Jean-François Champollion


Jean-François Champollion (1790 – 1832) is famed as the "Founder and Father of Egyptology" for his breakthrough decryption of the Rosetta Stone and mapping of the hieroglyphic grammatical system. His legacy is all the more surprising given his humble beginnings. Born in Figeac to a book merchant as the last of seven children in December 1790, Champollion displayed a unique intelligence at an early age. Aided by his brother Jacques-Joseph, who would become a life-long supporter, Champollion enrolled at a nearby school in Grenoble run by monks of the Abbé Dussert where he displayed his gift for languages by quickly learning Latin, Greek and the Semitic languages. Quickly outpacing the curriculum, Jacques-Joseph arranged for his brother to study linguistics in Paris from 1807-1807 at the College of France,  Special School of Oriental Languages and National Library.


Champollion's breakthrough in deciphering hieroglyphs came from the Rosetta Stone, a rock stele adorned with a 196 b.c. decree from Ptolemy V found in Memphis, Egypt. Ptolemy V's decree was written in three scripts: Ancient Egyptian hieroglyphs, Demotic script, and Ancient Greek. Able to identify phonetic characters spelling "Kleopatra", Champollion was able to cross reference the letters with other names listed in the decree to develop an alphabet of phonetic hieroglyphic characters. Champollion and other scholars where then able to extend their work to other hieroglyphic text to texts to develop a dictionary and understanding of Ancient Egyptian grammar.

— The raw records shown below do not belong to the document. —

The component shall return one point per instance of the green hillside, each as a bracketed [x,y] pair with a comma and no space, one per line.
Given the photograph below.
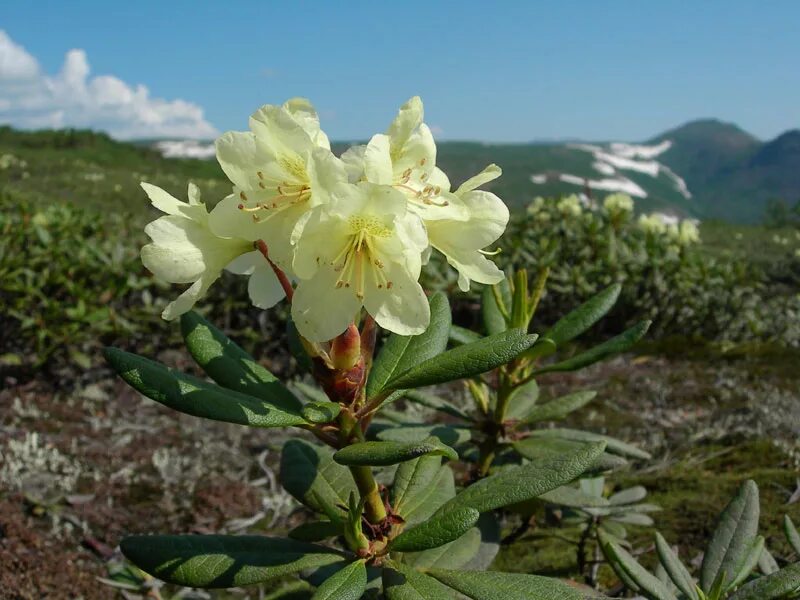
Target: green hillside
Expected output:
[731,175]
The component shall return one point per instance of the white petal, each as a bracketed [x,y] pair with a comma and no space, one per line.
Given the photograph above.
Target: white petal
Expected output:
[322,238]
[264,288]
[187,299]
[402,309]
[439,178]
[320,310]
[488,217]
[353,159]
[246,263]
[177,252]
[228,221]
[193,193]
[417,153]
[162,200]
[239,158]
[378,161]
[278,133]
[488,174]
[304,113]
[472,265]
[325,172]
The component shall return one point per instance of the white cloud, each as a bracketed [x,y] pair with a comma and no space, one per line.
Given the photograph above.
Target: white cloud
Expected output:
[30,98]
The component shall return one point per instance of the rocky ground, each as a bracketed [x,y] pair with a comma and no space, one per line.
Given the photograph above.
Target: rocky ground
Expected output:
[81,468]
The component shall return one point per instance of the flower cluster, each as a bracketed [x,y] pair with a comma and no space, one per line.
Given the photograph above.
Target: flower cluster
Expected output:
[350,232]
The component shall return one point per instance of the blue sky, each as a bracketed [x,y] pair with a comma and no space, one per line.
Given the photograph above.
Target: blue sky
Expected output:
[503,71]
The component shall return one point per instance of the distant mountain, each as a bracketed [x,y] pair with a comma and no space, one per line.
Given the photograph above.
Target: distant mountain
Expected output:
[705,169]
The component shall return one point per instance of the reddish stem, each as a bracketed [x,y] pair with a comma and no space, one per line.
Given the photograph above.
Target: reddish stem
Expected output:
[284,281]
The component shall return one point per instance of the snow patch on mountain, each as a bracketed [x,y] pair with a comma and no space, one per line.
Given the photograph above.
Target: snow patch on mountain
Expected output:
[185,149]
[613,161]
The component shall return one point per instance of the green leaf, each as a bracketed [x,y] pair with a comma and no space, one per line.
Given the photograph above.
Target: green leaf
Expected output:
[615,345]
[573,498]
[517,484]
[465,361]
[629,495]
[230,366]
[220,561]
[462,335]
[309,473]
[736,529]
[391,453]
[767,563]
[560,407]
[454,555]
[321,412]
[533,448]
[436,403]
[488,527]
[522,400]
[400,353]
[493,319]
[631,571]
[447,434]
[583,317]
[492,585]
[401,582]
[613,445]
[348,583]
[782,585]
[748,564]
[791,533]
[316,531]
[420,487]
[196,397]
[675,569]
[437,531]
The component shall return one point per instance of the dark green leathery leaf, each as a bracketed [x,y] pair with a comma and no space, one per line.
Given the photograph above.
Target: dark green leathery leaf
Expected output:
[348,583]
[616,345]
[492,585]
[220,561]
[196,397]
[230,366]
[736,528]
[400,353]
[465,361]
[309,473]
[437,531]
[582,318]
[391,453]
[518,484]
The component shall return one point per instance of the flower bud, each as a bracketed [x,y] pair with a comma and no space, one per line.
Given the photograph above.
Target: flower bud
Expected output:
[346,349]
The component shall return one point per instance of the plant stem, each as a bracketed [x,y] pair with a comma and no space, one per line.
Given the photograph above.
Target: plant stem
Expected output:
[368,488]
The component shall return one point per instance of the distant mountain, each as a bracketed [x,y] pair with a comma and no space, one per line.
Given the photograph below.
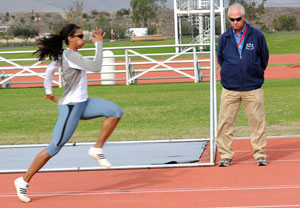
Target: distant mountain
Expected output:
[63,5]
[99,5]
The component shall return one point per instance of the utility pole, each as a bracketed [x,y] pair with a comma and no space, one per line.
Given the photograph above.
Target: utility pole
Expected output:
[37,19]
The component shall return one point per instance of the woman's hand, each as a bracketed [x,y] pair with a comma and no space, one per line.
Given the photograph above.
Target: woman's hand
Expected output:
[51,97]
[98,36]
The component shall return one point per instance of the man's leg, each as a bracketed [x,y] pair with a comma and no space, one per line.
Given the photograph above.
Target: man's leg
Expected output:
[255,111]
[229,107]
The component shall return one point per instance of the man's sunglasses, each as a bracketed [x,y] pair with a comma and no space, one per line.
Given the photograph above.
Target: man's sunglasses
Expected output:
[235,19]
[79,36]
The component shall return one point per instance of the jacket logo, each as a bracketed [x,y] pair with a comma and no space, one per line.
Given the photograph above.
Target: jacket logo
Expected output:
[250,46]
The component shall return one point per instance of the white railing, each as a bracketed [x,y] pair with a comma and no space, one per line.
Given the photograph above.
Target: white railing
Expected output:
[132,69]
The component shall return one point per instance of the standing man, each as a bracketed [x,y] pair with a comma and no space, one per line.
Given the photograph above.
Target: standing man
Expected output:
[243,56]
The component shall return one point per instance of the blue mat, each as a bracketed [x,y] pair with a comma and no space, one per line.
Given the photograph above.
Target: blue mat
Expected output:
[120,154]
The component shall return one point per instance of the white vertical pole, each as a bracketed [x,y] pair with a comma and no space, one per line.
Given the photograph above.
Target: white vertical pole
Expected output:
[60,78]
[212,81]
[223,24]
[176,25]
[127,67]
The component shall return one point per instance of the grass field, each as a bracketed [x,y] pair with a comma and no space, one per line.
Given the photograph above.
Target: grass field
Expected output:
[152,111]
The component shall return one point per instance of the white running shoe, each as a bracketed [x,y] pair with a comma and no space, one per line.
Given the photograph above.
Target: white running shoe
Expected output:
[98,154]
[21,187]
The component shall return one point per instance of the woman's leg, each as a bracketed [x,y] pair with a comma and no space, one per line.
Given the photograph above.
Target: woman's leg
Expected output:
[68,117]
[113,113]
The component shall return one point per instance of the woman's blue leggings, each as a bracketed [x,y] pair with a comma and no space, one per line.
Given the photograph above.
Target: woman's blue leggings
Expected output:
[70,114]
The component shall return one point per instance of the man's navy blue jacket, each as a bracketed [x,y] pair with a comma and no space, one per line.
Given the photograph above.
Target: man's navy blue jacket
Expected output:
[245,72]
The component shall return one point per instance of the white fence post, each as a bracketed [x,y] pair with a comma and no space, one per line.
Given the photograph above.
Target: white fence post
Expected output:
[108,68]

Figeac inaugurated the Champollion Museum in the presence of former French President François Mitterrand  in 1986. The museum is dedicated both to his legacy and as a modern center supporting the study of ancient writing. The Museum's pictogram decorated façade and large scale replica of the Rosetta Stone seem oddly at home in Figeac's Medieval center.

FIGEAC

Medieval Walking Tour


Figeac's historical center is home to a number of significant medieval buildings, churches and monuments. A walking tour provided by Figeac's tourism office is the best way to explore the city. The tour begins with the tourism office itself, housed within the 13th century 'Hotel de la Monnaie' before winding past a benedictine abbey (the Church of Saint-Sauveur) en route to the cafe's and restaurants in the medieval arcades of Figeac's main square. A wide array of local artisan shops line the route with leather, fabric and gastronomic goods.

Sub-Prefecture of Figeac


Figeac, one of Le Lot's two sub-prefectures, is located in the Célé Valley at the eastern end of the department on the borders of Aveyron and Cantal. The city's economy relies primarily on the aeronautic industry and agriculture. The Ratier-Figeac factory, a helicopter manufacturer since 1904, continues to serve as a bedrock for local employment. Numerous craftsmen and shopkeepers breath life into the town with a sizeable population of 10,000 inhabitants. Figeac is best known as the birthplace of Jean-François Champollion, the first translator of Egyptian hieroglyphics. Champollion's childhood home is now a world-class museum devoted to the memory of the Egyptologist and the history of the scriptures of the World. This commitment to Champollion's legacy and preservation of artisan traditions led France's Ministry of Culture to classify Figeac as an official "City of Art and History" in 1985.